You are talking about Texas v. White, whose decision was written by a former member of Lincoln's cabinet who had helped conduct the war against the seceded states and had dealt with the Texas bonds in question in this case when he was Secretary of the Treasury. He didn't recuse himself from the case. He had been nominated to the Court by Lincoln as its tenth member back when Republicans added a tenth justice to the court to protect Lincoln.
Texas v. White is currently the law of the land because it was a Supreme Court Decision. But IMO it is a flawed decision. Chase said the Union was perpetual under the Articles of Confederation and that perpetuity transferred to the Union under the Constitution. The Union under the Confederation was a different Union than the Union under the Confederation. As George Washington told the Senate in 1789:
"As the Cherokees reside principally within the territory claimed by North Carolina, and as that State is not a member of the present Union, it may be doubted whether any efficient measures in favor of the Cherokees could be immediately adopted by the general government ..."
The "Present Union" was not the same as the previous perpetual Union from which the states had withdrawn. The "Present Union" he was referring to was the Union under the Constitution. The Constitution does not say that the Union formed under it was perpetual, only that the Constitution was a "more perfect Union." Was it more perfect that the Union under the Articles? Yes, it was, but it was a different Union, as Washington suggested.
For a discussion of perpetual union, I turn to a post by Nolu Chan who provided arguments for the secession of American states written by a British barrister [Link].
But on turning to the previous Articles of Confederation, we find in the title the words "perpetual union," and in the body, the express injunction -- "And the union shall be perpetual." On this point they clearly possessed greater force than that of the Constitution; yet, notwithstanding this, they were terminated at the end of a few years, and that, too, with liberty to any State to leave the Federation altogether. The Union has, therefore, proved, by its own act, that terms of this nature have no force of law, but simply indicate the intention and the desire of the parties at the time.
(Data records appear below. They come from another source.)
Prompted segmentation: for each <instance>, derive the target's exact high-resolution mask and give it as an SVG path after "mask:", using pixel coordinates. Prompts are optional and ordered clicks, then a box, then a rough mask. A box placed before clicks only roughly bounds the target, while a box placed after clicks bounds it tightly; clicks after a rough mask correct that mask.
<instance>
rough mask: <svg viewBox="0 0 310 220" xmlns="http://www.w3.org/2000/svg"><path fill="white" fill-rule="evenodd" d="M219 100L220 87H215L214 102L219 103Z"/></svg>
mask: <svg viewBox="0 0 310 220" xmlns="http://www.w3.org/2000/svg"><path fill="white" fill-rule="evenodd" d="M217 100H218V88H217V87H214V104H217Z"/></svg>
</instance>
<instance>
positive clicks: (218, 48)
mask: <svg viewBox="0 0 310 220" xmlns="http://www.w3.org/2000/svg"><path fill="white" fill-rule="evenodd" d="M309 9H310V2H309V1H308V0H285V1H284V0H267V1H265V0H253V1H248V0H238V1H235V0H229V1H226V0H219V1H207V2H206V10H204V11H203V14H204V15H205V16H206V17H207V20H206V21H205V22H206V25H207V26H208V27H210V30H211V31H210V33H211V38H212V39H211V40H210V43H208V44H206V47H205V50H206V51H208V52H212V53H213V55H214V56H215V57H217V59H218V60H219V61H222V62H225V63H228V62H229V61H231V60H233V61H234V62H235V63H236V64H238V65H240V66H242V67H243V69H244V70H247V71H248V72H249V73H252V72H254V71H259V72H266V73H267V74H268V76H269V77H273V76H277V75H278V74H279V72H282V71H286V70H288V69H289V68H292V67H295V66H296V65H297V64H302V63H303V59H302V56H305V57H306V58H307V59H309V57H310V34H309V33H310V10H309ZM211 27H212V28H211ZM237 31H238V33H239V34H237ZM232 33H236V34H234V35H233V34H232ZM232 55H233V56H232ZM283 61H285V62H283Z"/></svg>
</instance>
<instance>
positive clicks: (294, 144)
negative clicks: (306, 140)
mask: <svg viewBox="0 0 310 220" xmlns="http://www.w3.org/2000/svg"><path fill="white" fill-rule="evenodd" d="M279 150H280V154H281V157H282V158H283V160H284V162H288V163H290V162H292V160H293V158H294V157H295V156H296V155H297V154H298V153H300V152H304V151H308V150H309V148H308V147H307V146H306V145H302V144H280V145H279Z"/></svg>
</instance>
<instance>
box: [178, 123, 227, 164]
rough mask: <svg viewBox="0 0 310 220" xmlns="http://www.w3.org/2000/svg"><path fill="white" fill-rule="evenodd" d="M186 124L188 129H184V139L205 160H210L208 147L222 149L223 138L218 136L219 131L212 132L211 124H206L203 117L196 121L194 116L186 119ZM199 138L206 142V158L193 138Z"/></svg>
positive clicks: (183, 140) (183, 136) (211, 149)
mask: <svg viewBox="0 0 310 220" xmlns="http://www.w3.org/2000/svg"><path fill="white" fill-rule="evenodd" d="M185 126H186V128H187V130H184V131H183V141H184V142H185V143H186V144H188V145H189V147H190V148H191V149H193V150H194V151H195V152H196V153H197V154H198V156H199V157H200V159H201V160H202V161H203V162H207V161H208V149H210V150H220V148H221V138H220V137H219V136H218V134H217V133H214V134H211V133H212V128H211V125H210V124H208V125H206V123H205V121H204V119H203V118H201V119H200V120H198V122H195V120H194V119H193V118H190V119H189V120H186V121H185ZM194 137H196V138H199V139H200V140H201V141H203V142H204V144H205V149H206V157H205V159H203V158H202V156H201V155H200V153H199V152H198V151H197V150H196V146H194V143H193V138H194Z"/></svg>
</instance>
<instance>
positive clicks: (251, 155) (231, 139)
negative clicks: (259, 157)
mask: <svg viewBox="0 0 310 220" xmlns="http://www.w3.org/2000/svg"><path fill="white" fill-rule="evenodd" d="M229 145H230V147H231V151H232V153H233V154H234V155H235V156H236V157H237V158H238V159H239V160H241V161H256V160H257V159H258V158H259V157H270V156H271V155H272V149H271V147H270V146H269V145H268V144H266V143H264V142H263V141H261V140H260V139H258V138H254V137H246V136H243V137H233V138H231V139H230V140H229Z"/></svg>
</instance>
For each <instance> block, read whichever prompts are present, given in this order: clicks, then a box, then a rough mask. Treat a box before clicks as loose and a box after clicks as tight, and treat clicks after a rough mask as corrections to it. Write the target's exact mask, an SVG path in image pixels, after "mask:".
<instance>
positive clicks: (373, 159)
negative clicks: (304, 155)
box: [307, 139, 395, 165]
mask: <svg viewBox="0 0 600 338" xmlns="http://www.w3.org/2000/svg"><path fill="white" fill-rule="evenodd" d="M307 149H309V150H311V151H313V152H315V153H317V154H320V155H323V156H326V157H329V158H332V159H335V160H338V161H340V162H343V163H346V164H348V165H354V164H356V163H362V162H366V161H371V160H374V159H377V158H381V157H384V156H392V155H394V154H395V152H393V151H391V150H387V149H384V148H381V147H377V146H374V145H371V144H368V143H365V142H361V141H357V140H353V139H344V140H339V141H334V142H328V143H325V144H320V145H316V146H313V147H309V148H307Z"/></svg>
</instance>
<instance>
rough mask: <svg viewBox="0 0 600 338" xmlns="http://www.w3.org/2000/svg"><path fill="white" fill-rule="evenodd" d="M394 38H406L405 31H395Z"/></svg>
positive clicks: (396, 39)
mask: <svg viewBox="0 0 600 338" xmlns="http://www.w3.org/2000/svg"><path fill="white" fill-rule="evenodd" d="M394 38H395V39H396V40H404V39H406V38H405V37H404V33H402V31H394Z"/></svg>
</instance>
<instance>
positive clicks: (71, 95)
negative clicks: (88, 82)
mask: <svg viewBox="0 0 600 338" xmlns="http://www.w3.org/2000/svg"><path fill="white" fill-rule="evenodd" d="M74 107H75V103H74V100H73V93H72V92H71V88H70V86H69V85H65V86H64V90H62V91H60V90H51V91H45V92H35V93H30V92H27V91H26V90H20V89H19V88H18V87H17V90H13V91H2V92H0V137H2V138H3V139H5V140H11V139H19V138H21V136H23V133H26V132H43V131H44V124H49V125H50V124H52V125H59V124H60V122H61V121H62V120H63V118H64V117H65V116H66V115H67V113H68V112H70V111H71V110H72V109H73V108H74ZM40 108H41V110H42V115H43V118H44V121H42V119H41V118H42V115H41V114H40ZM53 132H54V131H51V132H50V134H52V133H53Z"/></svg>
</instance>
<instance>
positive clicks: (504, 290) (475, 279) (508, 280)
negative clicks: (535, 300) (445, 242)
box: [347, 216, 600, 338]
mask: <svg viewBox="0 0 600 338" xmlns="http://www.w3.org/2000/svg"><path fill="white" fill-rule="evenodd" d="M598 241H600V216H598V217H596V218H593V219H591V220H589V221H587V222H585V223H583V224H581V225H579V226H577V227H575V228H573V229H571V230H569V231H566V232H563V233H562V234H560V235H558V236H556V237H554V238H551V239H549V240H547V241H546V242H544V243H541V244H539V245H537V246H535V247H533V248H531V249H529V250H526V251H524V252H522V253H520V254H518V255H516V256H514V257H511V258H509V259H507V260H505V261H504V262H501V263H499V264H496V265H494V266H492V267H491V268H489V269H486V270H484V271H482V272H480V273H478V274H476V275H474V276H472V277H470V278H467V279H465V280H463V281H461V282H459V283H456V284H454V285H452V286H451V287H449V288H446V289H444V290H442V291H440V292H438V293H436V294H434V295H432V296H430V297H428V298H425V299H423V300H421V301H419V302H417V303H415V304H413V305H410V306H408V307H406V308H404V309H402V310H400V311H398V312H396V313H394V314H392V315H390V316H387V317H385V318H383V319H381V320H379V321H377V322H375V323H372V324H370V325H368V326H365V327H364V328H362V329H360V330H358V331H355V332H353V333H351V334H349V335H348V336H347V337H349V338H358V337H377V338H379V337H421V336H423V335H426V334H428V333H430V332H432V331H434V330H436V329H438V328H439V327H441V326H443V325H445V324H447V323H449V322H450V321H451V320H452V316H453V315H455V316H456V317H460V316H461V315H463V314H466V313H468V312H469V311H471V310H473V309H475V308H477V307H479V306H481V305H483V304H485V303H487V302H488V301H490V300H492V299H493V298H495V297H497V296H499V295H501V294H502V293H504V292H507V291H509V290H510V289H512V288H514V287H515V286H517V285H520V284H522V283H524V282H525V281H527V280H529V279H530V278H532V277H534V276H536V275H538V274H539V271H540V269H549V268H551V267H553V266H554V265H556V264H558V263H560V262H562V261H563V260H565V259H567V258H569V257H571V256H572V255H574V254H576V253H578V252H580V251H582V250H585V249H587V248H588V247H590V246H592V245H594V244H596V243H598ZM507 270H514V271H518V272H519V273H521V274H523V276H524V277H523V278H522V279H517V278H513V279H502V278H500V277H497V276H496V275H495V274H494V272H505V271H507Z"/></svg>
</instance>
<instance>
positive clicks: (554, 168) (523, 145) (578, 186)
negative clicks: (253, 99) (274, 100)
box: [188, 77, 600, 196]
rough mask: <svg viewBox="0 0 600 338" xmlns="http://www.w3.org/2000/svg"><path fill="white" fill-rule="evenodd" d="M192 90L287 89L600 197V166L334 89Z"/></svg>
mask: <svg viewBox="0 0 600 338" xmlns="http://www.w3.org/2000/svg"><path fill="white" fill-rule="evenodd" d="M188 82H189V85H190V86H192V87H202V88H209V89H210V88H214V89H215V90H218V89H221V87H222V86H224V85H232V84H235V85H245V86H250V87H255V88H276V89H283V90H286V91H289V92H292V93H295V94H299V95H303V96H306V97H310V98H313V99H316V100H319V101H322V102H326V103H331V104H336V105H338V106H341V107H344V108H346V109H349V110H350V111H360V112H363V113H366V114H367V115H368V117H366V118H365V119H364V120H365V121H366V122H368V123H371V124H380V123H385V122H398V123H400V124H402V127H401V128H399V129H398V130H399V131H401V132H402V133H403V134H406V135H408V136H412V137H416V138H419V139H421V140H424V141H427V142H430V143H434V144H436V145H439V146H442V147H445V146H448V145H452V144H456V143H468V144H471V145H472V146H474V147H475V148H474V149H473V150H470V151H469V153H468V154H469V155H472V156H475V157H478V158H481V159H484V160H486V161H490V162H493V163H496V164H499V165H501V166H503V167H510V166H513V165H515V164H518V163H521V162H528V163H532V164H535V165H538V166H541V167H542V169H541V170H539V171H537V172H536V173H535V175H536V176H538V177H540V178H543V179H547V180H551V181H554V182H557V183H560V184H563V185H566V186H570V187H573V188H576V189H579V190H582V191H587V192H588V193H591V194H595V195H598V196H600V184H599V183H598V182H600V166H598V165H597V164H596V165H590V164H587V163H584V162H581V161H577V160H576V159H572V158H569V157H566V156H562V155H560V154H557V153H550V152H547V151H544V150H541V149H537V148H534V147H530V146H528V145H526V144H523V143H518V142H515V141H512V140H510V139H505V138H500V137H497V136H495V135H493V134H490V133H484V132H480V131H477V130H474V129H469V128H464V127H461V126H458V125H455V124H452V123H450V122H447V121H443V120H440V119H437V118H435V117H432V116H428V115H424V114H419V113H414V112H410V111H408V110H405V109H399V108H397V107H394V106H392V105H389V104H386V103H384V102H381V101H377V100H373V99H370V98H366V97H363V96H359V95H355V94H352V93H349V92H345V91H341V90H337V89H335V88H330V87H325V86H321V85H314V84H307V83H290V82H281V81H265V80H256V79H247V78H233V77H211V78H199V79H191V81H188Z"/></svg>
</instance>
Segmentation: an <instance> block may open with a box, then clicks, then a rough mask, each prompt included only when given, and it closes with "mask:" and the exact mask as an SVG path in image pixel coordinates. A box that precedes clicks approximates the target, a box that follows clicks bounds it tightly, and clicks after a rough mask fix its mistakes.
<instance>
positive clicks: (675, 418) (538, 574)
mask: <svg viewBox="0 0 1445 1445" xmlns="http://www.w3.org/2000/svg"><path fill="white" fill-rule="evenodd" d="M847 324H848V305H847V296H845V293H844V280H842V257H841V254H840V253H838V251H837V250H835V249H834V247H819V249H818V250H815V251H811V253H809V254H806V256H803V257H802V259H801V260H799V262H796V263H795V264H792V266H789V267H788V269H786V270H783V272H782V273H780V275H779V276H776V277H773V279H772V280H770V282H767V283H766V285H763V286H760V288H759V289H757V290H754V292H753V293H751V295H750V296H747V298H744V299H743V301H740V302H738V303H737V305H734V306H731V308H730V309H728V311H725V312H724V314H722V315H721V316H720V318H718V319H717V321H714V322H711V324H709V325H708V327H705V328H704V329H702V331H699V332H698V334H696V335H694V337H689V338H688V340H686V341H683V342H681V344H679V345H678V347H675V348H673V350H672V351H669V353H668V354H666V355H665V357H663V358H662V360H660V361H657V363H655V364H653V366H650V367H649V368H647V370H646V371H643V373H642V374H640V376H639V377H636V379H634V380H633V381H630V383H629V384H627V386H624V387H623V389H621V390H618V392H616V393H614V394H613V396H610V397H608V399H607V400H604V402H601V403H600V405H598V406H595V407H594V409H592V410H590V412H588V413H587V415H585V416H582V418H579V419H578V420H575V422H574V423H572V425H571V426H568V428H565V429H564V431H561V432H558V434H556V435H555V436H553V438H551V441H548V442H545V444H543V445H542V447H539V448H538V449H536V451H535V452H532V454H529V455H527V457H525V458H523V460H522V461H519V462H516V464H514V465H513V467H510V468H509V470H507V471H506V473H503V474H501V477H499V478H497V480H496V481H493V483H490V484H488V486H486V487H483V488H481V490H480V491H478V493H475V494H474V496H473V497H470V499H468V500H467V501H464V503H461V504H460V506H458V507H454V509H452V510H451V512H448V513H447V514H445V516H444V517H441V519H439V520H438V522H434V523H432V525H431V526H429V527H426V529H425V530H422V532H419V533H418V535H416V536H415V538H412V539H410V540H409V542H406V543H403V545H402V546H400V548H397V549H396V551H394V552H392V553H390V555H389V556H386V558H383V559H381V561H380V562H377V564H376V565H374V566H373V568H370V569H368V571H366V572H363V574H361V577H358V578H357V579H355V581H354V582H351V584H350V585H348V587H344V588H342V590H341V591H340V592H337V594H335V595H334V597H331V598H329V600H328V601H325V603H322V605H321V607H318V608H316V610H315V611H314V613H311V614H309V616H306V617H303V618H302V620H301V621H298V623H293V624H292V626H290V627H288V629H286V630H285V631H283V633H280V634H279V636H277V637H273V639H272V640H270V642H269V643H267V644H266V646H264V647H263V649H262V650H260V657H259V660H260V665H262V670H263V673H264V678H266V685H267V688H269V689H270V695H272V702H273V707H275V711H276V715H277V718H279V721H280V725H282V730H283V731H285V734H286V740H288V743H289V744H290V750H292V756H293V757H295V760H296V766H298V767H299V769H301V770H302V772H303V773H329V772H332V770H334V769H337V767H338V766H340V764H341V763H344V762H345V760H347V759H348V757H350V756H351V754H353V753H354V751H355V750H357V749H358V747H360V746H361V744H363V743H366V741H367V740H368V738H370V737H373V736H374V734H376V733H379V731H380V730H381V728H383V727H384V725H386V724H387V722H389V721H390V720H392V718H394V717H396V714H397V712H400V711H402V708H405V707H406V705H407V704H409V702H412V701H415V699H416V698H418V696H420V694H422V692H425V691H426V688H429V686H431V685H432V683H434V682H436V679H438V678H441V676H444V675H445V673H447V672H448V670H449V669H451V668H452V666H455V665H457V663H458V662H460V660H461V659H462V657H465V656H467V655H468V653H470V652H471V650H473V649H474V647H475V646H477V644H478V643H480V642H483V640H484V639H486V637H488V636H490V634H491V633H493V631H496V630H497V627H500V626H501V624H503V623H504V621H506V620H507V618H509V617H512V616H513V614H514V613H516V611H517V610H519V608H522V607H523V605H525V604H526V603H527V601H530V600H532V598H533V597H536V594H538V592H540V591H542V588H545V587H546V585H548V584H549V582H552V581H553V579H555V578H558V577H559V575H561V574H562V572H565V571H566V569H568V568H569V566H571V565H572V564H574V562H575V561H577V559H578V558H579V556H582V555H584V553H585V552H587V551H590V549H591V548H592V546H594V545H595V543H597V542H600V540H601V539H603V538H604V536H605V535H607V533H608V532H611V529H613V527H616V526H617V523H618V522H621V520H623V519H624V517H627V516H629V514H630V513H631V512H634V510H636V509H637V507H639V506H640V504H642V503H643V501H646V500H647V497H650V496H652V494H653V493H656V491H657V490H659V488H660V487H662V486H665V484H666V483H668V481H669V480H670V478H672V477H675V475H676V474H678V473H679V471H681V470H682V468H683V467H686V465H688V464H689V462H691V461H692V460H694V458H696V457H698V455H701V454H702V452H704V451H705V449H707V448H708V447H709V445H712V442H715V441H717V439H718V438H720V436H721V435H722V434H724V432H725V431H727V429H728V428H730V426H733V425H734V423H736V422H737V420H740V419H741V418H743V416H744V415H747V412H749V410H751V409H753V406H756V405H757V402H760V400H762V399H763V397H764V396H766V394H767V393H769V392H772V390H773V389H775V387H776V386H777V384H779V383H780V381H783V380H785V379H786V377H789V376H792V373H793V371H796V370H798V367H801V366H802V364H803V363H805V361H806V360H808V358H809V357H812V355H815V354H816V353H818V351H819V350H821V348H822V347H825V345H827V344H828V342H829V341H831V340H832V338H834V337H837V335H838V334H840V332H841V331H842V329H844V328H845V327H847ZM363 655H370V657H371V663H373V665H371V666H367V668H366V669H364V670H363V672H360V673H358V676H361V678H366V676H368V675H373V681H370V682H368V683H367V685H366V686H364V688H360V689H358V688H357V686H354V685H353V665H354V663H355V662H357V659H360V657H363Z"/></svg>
We find, too, that the Federal Government entered into a close alliance with France, the terms of which strongly enjoined that it should last for ever; yet these terms were held to be no obstacle to annulling it, without the consent of the other party.
I am reminded of other perpetual agreements of the past. The Treaty of Paris (1783) also said there should be perpetual peace between his Brittanic Majesty and the American states and that navigation of the Mississippi River shall forever remain free and open to the subjects of Great Britain. So much for "perpetual" and "forever". Then there was the "The Articles of Confederation of the United Colonies of New England; May 19, 1643" where participating colonies agreed to:
The said United Colonies for themselves and their posterities do jointly and severally hereby enter into a firm and perpetual league of friendship and amity for offence and defence, mutual advice and succor upon all just occasions both for preserving and propagating the truth and liberties of the Gospel and for their own mutual safety and welfare.
Gone with the Wind, if I might make a Southern reference.
Besides, the Union continued right along without the seceded states, and it waged a huge war effort to bring the seceded states back into the Union.
Chase's decision in Texas v. White has been characterized as an ipse dixit decision, i.e., asserted not proves or it is so because I say so. IIRC, some on these threads have characterized Chase's decision as made out of whole cloth, or, in other words, a ruling with no basis in fact. But it's the law.
rockrr, with respect, are you a proponent of a Living Constitution, or perhaps are you in any sense an originalist in the interpretation of the Constitution?